When I bought comics ...

... which was a very long time ago, I used to go for the ones with few pictures and lots of print. Being tight-fisted even then I reckoned lots of print was much better value for my meagre pocket money. At that time comics like Rover, Wizard, Hotspur and Champion were meat and drink to me.

My heroes were Wilson, a super athlete of great age who wore a black tracksuit, Alf Tupper, another athlete who lived in the railway arches and trained on fish and chips, and Rockfist Rogan. It was either them or Biggles books until I moved on to Leslie Charteris (Saint), Dornford Yates or my dad's stash of racy (for the time) Hank Jansens :)

Not very keen on either serials, comic books or superheroes now so I'm finding the pickings a bit thin on BC these days. I don't count 'Bike' as a serial - it's a never ending soap and a continuing delight. Serials aren't too bad if there are regular updates but if there are big gaps I forget what's already happened (old age?) Not complaining, after all the serials and comic retcon etc aren't displacing anything. They're just not my scene.

Robi

Serialisis

I don't know if I can...I find I get so much into a character I want to flesh them out as much as I can, and they take on their own life. I started Cold Feet as an experiment, and Sarah went off to eighty six parts. The current one is at 65. Just prolix, I suppose.

I never liked comics. Mostly

I never liked comics. Mostly since the stories never have an end and I don't like characters that just can't "die". Not that there's anything wrong with that type of story though... it's also rather why I've stopped reading many of stories here since it's mostly serials and comic books.

Oh well! There are some gems that I find a couple times a month and it's always worth coming back to find more.

Jimmy Olsen et al.

Always enjoyed the mid-50s to late-60s style of DC artwork, with Jimmy Olsen (pre-Kirby) definitely part of it.

Hadn't thought of Congo Bill (who was already Congorilla part-time, by the time I got to him) in decades. Not sure whether I encountered him in Action or Adventure Comics -- probably the latter.

I really enjoyed Henry Boltinoff's comic half-pagers, especially Super-Turtle: only place I ever saw (or was able to recognize) an heroic character being parodied in his own magazine. Boltinoff's byline is still in the Sunday comics, for the Hocus-Focus find-six-differences-between-these-pictures, though Wikipedia says he died a decade ago.

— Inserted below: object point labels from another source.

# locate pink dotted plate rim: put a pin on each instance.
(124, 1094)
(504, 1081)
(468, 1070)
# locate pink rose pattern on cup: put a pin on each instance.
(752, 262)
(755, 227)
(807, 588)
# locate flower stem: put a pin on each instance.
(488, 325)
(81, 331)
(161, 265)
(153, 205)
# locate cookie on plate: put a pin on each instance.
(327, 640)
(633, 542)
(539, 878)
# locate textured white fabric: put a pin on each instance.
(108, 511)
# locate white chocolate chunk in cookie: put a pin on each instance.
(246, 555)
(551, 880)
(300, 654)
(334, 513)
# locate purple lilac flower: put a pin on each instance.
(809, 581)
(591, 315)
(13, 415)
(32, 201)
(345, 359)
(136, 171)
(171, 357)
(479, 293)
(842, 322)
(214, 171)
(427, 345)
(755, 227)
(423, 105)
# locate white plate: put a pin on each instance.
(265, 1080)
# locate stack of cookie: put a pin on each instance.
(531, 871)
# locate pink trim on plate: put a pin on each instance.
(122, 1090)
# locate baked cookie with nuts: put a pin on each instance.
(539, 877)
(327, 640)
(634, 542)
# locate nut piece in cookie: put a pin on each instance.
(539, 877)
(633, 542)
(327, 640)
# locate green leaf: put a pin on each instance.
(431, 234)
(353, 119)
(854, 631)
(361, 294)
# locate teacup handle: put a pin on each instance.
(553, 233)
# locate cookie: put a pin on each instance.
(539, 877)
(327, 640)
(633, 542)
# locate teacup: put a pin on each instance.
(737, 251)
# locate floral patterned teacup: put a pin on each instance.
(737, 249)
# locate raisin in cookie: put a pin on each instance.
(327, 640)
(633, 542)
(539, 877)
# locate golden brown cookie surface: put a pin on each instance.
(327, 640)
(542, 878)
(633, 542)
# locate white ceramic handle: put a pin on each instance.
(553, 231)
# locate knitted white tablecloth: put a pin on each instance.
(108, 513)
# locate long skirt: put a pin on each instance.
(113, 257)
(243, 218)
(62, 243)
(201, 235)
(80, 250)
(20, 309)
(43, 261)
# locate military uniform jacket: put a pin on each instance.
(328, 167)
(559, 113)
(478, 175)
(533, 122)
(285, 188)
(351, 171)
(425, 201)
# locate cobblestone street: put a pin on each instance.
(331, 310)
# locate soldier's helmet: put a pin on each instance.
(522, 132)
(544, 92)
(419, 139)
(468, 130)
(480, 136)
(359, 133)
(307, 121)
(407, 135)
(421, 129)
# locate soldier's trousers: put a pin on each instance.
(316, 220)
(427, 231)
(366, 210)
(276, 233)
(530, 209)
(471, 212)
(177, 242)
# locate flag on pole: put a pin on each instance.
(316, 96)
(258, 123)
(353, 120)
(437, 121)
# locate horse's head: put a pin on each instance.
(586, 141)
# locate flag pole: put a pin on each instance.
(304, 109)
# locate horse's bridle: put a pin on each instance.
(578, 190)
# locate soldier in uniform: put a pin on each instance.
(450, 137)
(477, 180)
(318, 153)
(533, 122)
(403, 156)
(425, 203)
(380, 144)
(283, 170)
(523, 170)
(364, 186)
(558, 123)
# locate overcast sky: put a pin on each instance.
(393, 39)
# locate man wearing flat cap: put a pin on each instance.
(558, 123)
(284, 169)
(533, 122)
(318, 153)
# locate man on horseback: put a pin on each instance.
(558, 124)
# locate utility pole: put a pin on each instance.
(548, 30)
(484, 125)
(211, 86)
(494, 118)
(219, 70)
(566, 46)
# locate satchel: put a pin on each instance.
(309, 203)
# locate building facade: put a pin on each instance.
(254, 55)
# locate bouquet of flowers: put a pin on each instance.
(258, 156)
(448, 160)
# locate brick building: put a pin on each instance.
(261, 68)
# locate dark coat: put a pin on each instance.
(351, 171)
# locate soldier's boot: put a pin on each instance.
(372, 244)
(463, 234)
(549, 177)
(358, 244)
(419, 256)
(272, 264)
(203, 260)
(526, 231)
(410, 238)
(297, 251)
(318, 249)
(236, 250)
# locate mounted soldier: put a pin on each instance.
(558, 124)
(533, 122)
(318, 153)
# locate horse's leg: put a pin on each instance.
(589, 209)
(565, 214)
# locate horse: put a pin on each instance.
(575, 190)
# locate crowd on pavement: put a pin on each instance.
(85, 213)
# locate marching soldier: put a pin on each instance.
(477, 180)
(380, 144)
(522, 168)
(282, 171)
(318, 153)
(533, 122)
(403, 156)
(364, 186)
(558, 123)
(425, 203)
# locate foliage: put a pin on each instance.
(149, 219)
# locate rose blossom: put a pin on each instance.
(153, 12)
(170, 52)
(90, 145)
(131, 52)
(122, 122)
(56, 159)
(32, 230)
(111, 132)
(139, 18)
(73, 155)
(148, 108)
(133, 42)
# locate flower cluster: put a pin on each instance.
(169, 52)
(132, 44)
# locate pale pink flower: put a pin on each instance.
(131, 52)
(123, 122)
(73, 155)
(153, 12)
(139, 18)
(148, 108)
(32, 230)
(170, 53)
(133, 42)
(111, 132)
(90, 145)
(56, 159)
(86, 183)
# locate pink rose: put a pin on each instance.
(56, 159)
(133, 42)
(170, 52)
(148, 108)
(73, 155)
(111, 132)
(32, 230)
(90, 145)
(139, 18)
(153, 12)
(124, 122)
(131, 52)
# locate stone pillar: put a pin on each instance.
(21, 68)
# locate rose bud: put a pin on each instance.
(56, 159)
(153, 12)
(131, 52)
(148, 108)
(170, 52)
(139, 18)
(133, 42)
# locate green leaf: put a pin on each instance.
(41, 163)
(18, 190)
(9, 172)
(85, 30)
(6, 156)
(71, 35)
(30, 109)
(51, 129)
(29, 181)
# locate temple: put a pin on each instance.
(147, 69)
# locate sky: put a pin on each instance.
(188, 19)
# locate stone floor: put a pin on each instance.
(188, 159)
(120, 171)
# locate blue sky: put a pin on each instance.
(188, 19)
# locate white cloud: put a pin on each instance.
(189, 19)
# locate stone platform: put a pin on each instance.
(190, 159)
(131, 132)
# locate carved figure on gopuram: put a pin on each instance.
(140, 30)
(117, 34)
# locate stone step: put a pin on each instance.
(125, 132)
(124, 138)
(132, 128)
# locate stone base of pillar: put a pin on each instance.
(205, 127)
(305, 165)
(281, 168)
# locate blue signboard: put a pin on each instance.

Interesting, the way things turn up. Back in 1997 I was putting together a collection of 50-year old news for my parents' golden anniversary, and I came across a half-page illustrated strip (in Popular Science, I think) about future fax machines, and how they'd change our lives -- newspapers delivered electronically, police cars getting wanted bulletins, etc. The cartoony artwork looked familiar: sure enough, it was signed "H.B.".

Eric

Oh, about the real subject: there are more serials here than even I have time for, so I'm usually glad to see a stand-alone story. I certainly read the one-parters attached to serials that I am reading, e.g., Zoe's "Becoming Trina" and Saless's various introductions to the Kittyhawk recruits. Not sure how eager I'd be to read one-shots for things I'm not presently following, like the Center and Comics Retcon. (That's an entirely separate point: with multiple authors loosely if at all following a set chronology, things like those two (and Whately) tend to lose my focus and interest. No idea, though, how typical I am in that regard.)